Ia juga menyampaikan, jika pihak polres Ende kesulitan dalam mengidentifikasi atau mencari para pelaku yang diduga melakukan pengeroyokan terhadap korban, pihak keluarga korban bersedia untuk membatu mencari para terduga pelaku pengeroyokan tersebut.
“Keluarga juga mengapresiasi kinerja pihak Polres Ende, yang telah memanggil para saksi untuk dimintai keterangan. Ini sebuah kemajuan yang luar biasa,” ungkapnya.

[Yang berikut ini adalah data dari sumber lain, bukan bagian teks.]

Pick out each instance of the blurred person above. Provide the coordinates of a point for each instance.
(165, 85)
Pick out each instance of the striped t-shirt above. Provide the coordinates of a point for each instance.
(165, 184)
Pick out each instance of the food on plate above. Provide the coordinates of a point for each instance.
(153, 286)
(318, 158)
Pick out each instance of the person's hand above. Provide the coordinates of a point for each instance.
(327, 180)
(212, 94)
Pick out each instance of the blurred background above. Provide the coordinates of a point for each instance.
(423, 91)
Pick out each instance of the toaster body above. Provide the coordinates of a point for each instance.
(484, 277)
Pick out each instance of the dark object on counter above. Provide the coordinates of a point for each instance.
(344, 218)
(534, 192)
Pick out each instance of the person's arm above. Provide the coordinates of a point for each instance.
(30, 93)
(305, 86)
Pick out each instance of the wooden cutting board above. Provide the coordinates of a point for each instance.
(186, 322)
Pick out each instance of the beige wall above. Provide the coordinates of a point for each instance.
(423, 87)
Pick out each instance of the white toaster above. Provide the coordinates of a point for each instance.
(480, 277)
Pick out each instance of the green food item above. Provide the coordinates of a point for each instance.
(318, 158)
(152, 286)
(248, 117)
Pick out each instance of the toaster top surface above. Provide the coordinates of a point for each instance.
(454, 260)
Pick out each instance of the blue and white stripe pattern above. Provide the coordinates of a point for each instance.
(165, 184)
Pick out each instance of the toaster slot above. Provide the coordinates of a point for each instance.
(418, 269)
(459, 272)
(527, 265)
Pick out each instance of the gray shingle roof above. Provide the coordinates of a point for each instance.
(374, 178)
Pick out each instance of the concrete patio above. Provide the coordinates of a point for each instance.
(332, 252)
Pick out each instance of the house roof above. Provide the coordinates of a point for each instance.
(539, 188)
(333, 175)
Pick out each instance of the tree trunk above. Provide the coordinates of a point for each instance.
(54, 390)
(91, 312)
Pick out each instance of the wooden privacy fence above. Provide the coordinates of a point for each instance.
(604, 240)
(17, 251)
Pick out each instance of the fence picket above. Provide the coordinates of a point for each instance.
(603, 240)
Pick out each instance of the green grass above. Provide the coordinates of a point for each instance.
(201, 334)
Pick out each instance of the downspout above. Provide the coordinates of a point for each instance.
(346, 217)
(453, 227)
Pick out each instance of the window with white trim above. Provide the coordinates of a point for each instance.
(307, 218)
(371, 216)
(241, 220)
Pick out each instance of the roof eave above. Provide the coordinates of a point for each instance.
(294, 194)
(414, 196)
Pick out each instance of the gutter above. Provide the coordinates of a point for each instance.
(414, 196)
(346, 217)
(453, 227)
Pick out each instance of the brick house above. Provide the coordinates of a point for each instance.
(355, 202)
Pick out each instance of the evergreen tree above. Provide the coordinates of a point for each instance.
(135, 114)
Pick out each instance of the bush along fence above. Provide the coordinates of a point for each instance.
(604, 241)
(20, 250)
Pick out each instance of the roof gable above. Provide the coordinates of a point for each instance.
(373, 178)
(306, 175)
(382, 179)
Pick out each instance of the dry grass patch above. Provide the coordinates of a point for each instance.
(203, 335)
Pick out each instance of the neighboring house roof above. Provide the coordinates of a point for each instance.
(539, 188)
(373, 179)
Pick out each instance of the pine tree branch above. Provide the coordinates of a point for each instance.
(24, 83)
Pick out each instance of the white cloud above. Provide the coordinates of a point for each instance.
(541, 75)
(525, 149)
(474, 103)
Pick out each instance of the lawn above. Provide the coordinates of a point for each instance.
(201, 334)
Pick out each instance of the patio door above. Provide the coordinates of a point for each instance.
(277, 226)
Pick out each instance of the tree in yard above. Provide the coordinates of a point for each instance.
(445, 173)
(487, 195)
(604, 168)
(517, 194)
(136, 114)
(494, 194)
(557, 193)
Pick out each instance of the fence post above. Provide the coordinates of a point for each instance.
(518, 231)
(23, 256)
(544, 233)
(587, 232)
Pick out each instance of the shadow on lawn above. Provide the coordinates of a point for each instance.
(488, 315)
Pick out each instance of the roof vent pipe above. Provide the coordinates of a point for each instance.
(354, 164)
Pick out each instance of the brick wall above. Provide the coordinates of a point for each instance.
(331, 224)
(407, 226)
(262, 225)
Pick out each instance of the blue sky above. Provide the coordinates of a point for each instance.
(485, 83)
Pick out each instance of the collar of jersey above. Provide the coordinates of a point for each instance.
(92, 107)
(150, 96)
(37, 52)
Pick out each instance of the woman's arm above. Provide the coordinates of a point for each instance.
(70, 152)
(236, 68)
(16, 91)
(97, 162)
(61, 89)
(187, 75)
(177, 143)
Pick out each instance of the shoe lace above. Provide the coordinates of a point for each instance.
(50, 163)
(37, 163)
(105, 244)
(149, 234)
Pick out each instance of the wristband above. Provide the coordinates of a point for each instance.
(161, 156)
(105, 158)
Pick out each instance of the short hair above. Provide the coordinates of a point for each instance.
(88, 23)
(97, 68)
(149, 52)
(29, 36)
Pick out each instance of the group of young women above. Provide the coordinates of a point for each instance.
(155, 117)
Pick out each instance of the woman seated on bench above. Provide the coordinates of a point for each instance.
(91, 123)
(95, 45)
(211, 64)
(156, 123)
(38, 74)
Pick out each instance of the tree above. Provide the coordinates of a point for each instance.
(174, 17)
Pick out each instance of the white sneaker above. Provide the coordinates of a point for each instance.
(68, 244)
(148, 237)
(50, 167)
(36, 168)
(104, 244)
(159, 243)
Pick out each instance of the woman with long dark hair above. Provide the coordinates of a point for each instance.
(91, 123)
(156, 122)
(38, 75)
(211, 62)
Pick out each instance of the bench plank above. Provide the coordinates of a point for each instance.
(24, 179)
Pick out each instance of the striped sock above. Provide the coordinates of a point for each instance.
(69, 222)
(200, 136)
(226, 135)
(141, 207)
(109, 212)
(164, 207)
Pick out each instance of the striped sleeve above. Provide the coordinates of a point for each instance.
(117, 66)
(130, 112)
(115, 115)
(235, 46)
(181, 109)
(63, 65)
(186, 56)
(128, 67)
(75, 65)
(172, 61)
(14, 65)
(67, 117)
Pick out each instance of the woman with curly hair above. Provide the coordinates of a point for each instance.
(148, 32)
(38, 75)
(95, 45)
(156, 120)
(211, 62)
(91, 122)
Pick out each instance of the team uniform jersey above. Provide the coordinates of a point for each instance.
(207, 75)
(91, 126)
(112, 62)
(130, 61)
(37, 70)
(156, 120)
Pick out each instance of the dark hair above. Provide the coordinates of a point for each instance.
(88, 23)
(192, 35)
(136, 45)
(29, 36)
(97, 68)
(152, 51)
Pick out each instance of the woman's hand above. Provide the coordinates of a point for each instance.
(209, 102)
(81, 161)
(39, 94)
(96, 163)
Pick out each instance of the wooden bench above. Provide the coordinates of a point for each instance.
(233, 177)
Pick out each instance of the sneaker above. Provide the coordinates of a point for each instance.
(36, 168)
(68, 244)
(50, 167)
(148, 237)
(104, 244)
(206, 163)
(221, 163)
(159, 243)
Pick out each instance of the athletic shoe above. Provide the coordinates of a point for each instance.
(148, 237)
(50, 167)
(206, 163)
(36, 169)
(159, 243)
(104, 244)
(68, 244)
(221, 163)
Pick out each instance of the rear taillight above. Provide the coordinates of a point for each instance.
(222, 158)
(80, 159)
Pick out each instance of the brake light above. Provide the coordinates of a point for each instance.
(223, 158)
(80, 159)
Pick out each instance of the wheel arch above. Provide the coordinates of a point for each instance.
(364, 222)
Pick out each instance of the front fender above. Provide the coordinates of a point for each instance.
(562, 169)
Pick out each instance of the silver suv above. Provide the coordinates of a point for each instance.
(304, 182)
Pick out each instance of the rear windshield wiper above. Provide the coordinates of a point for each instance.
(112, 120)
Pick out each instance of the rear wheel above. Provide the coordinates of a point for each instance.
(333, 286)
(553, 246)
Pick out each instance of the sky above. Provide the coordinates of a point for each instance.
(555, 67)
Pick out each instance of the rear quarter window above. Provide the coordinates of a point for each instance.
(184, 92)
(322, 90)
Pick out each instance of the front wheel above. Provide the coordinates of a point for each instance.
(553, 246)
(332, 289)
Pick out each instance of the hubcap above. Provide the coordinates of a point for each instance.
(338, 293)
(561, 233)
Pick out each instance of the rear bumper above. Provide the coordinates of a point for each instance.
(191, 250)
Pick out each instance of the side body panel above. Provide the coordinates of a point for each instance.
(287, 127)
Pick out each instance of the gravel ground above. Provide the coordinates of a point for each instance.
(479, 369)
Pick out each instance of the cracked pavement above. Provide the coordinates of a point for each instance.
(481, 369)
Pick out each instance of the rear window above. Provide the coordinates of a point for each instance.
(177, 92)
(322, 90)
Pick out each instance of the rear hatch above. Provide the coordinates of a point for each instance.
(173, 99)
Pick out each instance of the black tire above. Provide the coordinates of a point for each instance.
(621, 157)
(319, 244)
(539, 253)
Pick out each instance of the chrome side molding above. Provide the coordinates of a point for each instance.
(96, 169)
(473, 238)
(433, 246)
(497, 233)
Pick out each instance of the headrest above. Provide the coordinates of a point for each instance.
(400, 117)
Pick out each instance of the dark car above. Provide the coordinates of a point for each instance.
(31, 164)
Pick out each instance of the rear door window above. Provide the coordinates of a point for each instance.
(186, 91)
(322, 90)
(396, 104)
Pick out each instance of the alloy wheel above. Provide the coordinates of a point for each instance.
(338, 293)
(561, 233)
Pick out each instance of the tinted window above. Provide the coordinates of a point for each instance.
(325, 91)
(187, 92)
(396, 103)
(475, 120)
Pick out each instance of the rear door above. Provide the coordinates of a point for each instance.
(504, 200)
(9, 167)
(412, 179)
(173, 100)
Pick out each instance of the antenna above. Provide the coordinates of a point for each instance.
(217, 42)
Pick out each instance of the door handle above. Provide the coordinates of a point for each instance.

Menurutnya, apa yang dilakukan pelaku terhadap korban adalah perbuatan biadab, dan tidak patut ditiru. Jika ada persoalan pribadi, mestinya harus diselesaikan secara baik-baik, bukan dengan tindakan kekerasan yang mengakibatkan hilangnya nyawa orang.
Kepada Koranntt.com, Emanuel mengisahkan, pada hari Kamis sekira pukul 19.00 Wita, korban berpamitan dari rumah menuju lorong Golden, Kelurahan Kelimutu, Ende, untuk mengikuti acara pesta bersama temannya.
Namun, sekira pukul 03.30 Wita atau Jumat dini hari, keluarga menerima informasi dari pihak rumah sakit umum Ende, bahwa korban telah meninggal dunia.